Reported pain was reduced by the LILT treatment, with 50%–70% less pain after nine sessions. This improvement should be interpreted with caution since all of the patients studied had high scores of pain intensity on the VAS before treatment, and the same outcome should not be expected in patients who begin treatment with lower intensities of pain. Also, the study group is small, and the results should be seen only as a descriptive study of a new tool.
Although the exact mechanism is unknown, LILT has been beneficial in many studies that have used a range of different pain models. Generally these studies do not show a good evidence level due to a lack of randomization, doubleblind design, or the use of a placebo group.30
A reduction in pain without the use of analgesic drugs can help reduce the excessive use of medication, reducing the potential side effects of high doses. Since no side effects were observed in the use of LILT, its use can probably be started at a very early stage and on patients suffering from less pain.

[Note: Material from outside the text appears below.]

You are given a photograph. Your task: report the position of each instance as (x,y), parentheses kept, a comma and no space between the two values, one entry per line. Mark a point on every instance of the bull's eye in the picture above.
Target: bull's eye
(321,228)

There are no similar studies presented in the current literature, and thus the results of the current study may not be directly compared to other work. In a meta-analysis of the use of LILT in patients with low back pain by Cochrane,31 laser treatment was beneficial in reducing pain unless patients were subjected to physical exercise as an adjunct treatment.
It is known that pain causes loss of function and decreased independence of the individual, often leading to reduced mobility and increased rates of depression. The present study shows that LILT can result in an improvement in patient independence, with an average gain of 50% in the Barthel scale and 37.5% in the Lawton scale, and all improved to the point where they gave themselves the highest scores possible for the scales used in the study. This indicates that LILT can be used in the future to decrease pain in patients following amputations.
This study’s sample is small and no control group was used, which prevents any extrapolation of the results. The reported results should be seen as a stimulus for randomized studies with larger sample sizes to confirm the effectiveness of LILT in the treatment of chronic pain in patients with amputated limbs.
Footnotes
Disclosure
The authors report no conflicts of interest in this work.